IBM Corp. this week said it’s ready to ship the next version of its DB2 Universal Database software, which offers self-management capabilities that are designed to reduce administrative overhead even as databases continue to grow bigger.
Code-named Stinger, the DB2 8.2 upgrade has been in beta testing since May and will become generally available this week. As part of IBM’s autonomic computing push, the database will come with new self-monitoring and self-tuning features, said Jeff Jones, the company’s strategy director for information management. The utilities should help database administrators complete complex tasks up to seven times faster than they can now, according to IBM.
Automation Features
The new functionality includes a tool called Design Advisor that can automatically design and optimize the structure of a database, plus a related utility that automates administrative tasks such as table maintenance and data backup. To help ensure uptime, another tool lets end-user PCs automatically fail over to a backup database if the primary DB2 server goes down. IBM also embedded its Learning Optimizer tool, which lets the database monitor and record query response times and find the fastest route to data.

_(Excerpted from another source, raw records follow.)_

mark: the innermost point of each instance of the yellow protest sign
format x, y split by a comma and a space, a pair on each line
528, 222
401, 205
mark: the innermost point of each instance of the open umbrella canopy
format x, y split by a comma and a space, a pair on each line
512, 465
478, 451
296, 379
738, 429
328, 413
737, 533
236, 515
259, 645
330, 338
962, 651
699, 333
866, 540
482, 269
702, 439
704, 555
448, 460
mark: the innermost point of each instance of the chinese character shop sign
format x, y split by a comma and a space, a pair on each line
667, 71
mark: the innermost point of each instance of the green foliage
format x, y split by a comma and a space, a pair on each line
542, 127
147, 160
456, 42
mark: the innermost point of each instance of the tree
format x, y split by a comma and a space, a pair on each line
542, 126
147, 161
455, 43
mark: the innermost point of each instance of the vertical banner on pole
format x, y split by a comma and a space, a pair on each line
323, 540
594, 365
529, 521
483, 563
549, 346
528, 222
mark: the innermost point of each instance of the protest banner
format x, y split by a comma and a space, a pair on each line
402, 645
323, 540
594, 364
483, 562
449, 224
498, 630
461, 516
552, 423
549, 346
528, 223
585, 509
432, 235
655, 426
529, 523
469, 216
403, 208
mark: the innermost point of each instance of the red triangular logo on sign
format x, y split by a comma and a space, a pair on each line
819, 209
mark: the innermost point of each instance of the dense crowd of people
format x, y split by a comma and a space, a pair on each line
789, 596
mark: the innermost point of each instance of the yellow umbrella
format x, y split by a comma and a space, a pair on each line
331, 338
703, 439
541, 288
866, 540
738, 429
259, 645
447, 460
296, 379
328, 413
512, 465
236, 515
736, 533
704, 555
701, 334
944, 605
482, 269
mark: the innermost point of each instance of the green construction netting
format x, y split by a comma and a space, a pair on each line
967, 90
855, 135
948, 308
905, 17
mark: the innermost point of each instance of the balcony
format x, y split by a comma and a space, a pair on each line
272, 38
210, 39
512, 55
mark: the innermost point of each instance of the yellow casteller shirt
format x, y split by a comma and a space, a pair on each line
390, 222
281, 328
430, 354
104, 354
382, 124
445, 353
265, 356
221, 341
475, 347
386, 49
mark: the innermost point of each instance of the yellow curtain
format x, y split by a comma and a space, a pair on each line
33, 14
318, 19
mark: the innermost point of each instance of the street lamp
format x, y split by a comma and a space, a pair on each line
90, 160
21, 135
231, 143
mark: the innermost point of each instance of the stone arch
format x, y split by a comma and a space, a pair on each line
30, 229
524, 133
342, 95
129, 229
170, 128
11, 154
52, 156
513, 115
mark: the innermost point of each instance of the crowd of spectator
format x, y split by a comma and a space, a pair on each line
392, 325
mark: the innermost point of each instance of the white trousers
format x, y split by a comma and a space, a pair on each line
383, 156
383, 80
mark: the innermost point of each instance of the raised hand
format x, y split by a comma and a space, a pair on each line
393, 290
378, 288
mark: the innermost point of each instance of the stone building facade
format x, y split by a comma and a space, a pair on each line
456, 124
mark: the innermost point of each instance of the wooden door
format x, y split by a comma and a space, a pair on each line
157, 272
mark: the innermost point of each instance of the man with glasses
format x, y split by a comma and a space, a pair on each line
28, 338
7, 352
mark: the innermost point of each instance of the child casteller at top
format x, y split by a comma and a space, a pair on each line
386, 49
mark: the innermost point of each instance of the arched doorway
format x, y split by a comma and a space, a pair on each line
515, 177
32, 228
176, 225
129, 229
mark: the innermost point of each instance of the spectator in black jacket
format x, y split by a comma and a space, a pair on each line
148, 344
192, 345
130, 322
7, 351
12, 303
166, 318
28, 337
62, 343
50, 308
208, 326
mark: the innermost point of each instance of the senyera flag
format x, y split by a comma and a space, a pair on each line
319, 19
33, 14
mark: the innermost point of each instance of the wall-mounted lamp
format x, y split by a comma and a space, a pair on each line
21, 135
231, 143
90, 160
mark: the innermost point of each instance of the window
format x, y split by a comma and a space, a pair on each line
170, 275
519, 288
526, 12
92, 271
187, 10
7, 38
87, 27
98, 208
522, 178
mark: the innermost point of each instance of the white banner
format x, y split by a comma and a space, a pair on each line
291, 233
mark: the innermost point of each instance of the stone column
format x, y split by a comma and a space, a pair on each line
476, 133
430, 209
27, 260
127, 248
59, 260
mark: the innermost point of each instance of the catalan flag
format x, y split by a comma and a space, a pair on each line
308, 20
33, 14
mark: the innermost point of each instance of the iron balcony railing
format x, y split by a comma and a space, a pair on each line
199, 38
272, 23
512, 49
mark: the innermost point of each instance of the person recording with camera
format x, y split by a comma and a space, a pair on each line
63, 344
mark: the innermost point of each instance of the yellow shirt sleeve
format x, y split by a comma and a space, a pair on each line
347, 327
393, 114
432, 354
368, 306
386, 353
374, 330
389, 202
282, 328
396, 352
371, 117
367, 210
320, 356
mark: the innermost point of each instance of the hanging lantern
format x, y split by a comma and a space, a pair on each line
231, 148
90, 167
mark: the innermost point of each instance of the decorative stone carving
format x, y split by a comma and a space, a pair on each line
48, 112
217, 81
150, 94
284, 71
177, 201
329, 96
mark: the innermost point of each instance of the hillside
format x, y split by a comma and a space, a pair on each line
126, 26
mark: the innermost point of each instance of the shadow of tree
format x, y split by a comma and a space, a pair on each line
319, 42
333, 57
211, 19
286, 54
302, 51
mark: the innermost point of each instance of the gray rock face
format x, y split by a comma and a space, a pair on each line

Dallas-based Credit Union of Texas, which oversees about US$1.6 billion in assets, will start testing the new software this month for a potential rollout in December. Bruce Moore, the credit union’s director of business intelligence, said Design Advisor could help speed up database configuration tasks for his team.
The credit union’s data warehouse, which is built on DB2 8.1, captures 60 months’ worth of customer and operational information for analysis.
With so much data but only a small staff to manage it, some things that could help boost database performance can’t be done now, Moore said. He added that he thinks Design Advisor could reduce the time it takes to build month-end indexes by enabling him to use summary tables and techniques such as multidimensional data clustering.
For an incremental release, DB2 8.2 is a relatively significant rollout because of its new autonomic and integration capabilities, according to Charles Garry, an analyst at Meta Group Inc.
“The bottom line is that we are moving away from day-to-day maintenance of the database as a resource and have to trust that the autonomic functions know more and can react more proactively than a human DBA can,” Garry said.